Darryl & I found out yesterday morning that we're pregnant!This journal will be solely dedicated to this amazing experience! I'd been planning to write in it previously, to detail some pre-conception hopes and thoughts but I guess it's a little late for that now! :-)
I thought I might be pregnant before I left to go to Canada, for Dave's 25th birthday, but I tested negative at that time. The morning after I arrived back in Tallassee (i.e., yesterday morning), however, I tested positive. It showed positive almost right away, and I have to admit I was somewhat in a state of shock. I mean, we'd been hoping to get pregnant sometime soon, but hadn't really been trying until September! I didn't expect that we'd get pregnant so quickly! I didn't know exactly how to feel when I saw the result--probably because: I have never been pregnant before, there are so many implications that I have to consider, it's so
final somehow (i.e., irreversible), and because it was so unexpected!
Originally, Darryl & I had been hoping to get pregnant sometime before Christmas, so that we could tell our two families jointly, in person, at Christmas and it would be a wonderful sort of Christmas surprise, especially if we had some kind of ultrasound photos too! However, after yesterday morning, I just felt I couldn't possibly wait to tell them!
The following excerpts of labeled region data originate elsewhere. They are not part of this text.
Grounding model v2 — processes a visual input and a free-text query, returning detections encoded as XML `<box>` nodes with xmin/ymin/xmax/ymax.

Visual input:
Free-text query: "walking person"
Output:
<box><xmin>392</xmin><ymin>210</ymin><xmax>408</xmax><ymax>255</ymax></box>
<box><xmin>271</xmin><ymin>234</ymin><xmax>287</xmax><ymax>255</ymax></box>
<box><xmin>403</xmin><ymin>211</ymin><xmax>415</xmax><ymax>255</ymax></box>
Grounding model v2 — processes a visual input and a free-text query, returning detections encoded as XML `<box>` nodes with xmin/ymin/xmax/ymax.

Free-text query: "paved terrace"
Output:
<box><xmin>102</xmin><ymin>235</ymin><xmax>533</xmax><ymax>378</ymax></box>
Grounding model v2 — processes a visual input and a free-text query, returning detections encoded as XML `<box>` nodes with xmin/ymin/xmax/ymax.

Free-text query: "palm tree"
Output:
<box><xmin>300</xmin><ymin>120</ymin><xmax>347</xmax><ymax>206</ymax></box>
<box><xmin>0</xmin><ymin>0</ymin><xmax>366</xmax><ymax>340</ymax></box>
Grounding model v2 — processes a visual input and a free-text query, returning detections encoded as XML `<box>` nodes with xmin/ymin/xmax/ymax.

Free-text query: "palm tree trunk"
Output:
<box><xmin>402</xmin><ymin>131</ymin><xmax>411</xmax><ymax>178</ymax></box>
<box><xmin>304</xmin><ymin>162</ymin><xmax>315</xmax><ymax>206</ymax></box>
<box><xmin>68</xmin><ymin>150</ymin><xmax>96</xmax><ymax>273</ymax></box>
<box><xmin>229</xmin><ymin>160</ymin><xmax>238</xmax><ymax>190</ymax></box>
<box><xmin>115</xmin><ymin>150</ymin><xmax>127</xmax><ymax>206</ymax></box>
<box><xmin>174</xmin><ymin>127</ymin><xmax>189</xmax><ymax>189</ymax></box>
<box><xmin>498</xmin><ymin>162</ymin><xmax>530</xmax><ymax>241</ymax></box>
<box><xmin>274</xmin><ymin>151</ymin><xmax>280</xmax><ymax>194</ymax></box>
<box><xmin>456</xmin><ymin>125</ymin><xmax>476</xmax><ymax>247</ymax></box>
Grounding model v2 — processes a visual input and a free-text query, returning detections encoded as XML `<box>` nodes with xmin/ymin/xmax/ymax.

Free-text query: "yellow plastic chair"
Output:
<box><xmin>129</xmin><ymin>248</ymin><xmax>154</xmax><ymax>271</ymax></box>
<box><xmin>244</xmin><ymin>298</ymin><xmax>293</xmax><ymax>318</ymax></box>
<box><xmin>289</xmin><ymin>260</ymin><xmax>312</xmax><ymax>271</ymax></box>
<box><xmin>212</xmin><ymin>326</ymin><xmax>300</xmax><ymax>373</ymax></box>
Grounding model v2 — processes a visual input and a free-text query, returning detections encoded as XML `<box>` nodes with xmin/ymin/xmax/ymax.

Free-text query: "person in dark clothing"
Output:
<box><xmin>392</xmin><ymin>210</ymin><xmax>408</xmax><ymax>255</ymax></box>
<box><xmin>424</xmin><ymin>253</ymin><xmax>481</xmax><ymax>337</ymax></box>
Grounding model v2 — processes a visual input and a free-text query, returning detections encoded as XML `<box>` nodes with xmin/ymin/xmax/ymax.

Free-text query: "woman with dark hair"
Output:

How unfair it would be for me to tell people at work (for risk management reasons) when my parents won't yet know for some time!
So we went shopping yesterday evening and also bought a different brand of pregnancy test. I tested after supper and it was also positive! So I called my parents!
Dave answered first and was, as a result, the first person to hear our good news! Then Pap, then Darryl's parents, then Mom when she had finished slaying her slugs and earwigs. I don't know about Sandra & Jerry (Darryl spoke with them, I didn't), but I definitely think my family was surprised! I think sometimes it's hard to know what to say in a circumstance like that! Pap was sort of laughing/chuckling in a happily surprised way, and mom kept saying "wow". It's really still hard for me to believe too.
I don't want this to become too well-known at this point, in case something should happen. 25% of pregnancies end in miscarriages.
I know I've said this before, but it's REALLY hard to believe that there is the beginnings of a baby growing inside me. I suppose it may not feel "real" until I see some kind of evidence like a bulging belly or an ultrasound photo or something. I really hope that the baby is going to be healthy and okay; I think I will be continually worried about that until it's actually born (probably even after for the rest of his/her life!). Over the summer, and even up until Sept. 25 or so, I was feeding feral cat feeders, so there was some kind of minor risk of me being exposed to toxoplasmosis. That's mostly why I'm a little worried.
I guess we'll (Darryl'll) really have to get motoring to paint the now-office a light yellow colour! And finish the guest room, for that matter! There are so many things to get ready! I feel like all I want to do is knit some little baby clothes! Of course, I don't know how to knit, but anyway...
I wonder how our cats will react. I think they'll all be okay (that is, tolerant) except for perhaps Gizmo. She so readily bites us and is jealous, that she may have problems with the baby. If she does, we may have to give her to Darryl's parents to be an outdoor cat with Rascal. I think Dennis will
love the baby and try to snuggle with him/her as much as possible. Dennis will really be the baby's cat.
If this baby is a boy, we have a name picked out already: William Walter. If she's a girl, I have no idea! Around May, I got a baby name book and went through all the girls' names, finding ones I like. Darryl started doing the same but never finished. We are having a major problem agreeing on a girl's name that we both like! Some of the ones we can both tolerate are: Gwyneth, Sasha, Maria, and Sofia (actually, we both really like this last name but I'm hesitant to use it because Jer & Jess' daughter is named Sofia; maybe I'll ask them what they feel about it).
I really like the names: Naida, Tamika, Lindsay, Sylvia, and Ashley, but Darryl doesn't. And he likes some odd names that I don't (can't recall them exactly). Mom was just saying this past weekend that a name she really likes is Khaterra (sp?), but I find it sounds too harsh for me.
Oh, don't worry: I will post our whole girl's name struggle on this blog at some point! By the way, we will not be finding out before the birth the gender of our child; we would like it to be a surprise.
I think that once this whole idea actually sinks in, I will be very very excited! I know Darryl's excited. I keep calling him "pops" and he keeps calling me "momma". :-) Later tonight, I will post photos of our positive-result tests!